The regulation, which will lead to the classification and labelling of all tyres from 1st November 2012, was unanimously backed by Industry Committee MEPS on Monday evening and is scheduled for a final plenary vote tomorrow.
Its introduction will mean that tyres will be subject to labelling similar to that required for household appliances, such as fridges and freezers.
“The new labelling system is a straightforward measure with great advantages for the environment and consumers”, said rapporteur Ivo Belet (EPP, BE) in October, adding that the cost to manufacturers should be minimal.
Like the European energy label, the tyre label will use classes ranging from best-performance (green “A” class) to worst (red “G” class). Besides indicating how much the tyre affects the car’s fuel efficiency, it will also give information about its performance in wet conditions and its external rolling noise in decibels.
From 1 November 2012, suppliers of tyres for passenger cars, light and heavy duty vehicles (C1, C2 and C3 tyres) will have to inform consumers about fuel efficiency, wet grip and noise classes in any technical promotional material, including web sites. Re-treaded tyres, off-road professional tyres and racing tyres will be exempt from this requirement.

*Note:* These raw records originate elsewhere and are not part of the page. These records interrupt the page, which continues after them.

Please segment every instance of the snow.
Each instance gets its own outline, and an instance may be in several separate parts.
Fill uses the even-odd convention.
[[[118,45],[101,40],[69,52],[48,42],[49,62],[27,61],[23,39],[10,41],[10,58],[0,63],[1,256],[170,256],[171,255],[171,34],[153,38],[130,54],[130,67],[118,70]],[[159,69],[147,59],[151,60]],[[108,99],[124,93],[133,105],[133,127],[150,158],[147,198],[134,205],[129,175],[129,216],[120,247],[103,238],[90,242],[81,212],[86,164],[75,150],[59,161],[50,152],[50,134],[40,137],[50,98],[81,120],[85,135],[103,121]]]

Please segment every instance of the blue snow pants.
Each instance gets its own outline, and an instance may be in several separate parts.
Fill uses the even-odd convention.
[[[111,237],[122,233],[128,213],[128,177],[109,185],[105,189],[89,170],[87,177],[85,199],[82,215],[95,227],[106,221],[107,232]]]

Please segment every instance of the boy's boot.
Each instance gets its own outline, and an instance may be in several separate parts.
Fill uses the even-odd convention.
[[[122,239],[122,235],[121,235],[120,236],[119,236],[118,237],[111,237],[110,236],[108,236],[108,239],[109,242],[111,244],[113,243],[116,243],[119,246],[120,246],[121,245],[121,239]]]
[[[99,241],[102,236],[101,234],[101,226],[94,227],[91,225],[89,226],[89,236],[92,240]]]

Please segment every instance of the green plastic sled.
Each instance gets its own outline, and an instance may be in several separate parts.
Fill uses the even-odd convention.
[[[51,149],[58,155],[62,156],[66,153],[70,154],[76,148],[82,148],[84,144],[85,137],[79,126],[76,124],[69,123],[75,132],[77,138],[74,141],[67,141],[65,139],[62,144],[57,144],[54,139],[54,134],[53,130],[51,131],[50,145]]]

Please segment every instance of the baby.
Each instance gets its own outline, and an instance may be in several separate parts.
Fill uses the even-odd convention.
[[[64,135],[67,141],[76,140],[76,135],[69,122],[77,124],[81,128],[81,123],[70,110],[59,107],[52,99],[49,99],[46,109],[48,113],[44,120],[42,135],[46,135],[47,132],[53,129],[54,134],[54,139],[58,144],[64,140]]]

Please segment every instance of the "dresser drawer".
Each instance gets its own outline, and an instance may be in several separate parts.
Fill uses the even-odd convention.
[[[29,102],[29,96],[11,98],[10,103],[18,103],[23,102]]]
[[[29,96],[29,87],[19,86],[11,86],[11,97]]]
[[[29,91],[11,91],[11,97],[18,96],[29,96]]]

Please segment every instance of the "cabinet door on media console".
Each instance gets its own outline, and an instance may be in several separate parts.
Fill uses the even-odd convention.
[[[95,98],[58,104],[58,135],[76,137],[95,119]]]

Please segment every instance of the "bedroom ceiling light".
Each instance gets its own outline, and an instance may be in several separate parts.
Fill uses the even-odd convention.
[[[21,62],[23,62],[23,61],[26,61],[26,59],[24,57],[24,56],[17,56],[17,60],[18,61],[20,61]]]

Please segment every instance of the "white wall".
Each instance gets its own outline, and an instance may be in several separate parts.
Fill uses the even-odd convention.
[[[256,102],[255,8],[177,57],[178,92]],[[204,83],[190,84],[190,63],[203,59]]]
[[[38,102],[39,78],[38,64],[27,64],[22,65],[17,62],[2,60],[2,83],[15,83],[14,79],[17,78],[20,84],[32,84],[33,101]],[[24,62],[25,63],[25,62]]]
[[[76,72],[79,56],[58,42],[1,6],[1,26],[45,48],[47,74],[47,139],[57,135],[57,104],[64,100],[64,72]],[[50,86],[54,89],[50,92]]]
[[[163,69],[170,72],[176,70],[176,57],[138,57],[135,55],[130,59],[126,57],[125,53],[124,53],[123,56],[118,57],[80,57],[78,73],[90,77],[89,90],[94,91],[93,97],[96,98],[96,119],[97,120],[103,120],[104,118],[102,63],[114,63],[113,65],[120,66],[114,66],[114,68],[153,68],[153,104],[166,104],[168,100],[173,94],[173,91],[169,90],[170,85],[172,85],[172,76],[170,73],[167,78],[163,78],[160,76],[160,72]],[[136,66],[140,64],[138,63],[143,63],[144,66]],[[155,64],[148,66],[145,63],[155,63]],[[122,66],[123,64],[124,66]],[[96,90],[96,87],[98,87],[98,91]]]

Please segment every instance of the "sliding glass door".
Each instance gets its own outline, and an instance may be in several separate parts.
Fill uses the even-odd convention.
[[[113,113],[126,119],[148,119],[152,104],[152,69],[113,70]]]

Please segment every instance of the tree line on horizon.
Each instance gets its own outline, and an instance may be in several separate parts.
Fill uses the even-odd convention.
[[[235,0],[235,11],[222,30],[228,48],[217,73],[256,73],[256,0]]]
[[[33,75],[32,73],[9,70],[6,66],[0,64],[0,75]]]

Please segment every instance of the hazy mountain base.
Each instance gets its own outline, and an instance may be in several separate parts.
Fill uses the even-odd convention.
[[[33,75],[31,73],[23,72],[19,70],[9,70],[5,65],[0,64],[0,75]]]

All C1 and C2 tyres produced after 1 July 2012 must either have a sticker or be accompanied by the label when distributed from the factory to a shop or a garage.
Unlike household appliances, tyres are not always on display in the shops, so MEPs insisted that retailers be obliged to show the label to the buyer before the sale and also on, or with, bills.
To promote very quiet tyres, the Parliament negotiated a re-design of the noise pictogram. The level of external rolling noise will be indicated by ascending numbers of black “waves” emitted from the “speaker”. Quiet tyres for cars (producing noise below 68 decibels), for example, will be labelled with one black and two white “waves” next to the value in decibels.
Potential incentives to promote better-performing tyres to consumers would be decided at national level. In principle, Member States would be allowed to provide incentives only for tyres ranked at least “class C” on fuel efficiency and wet grip.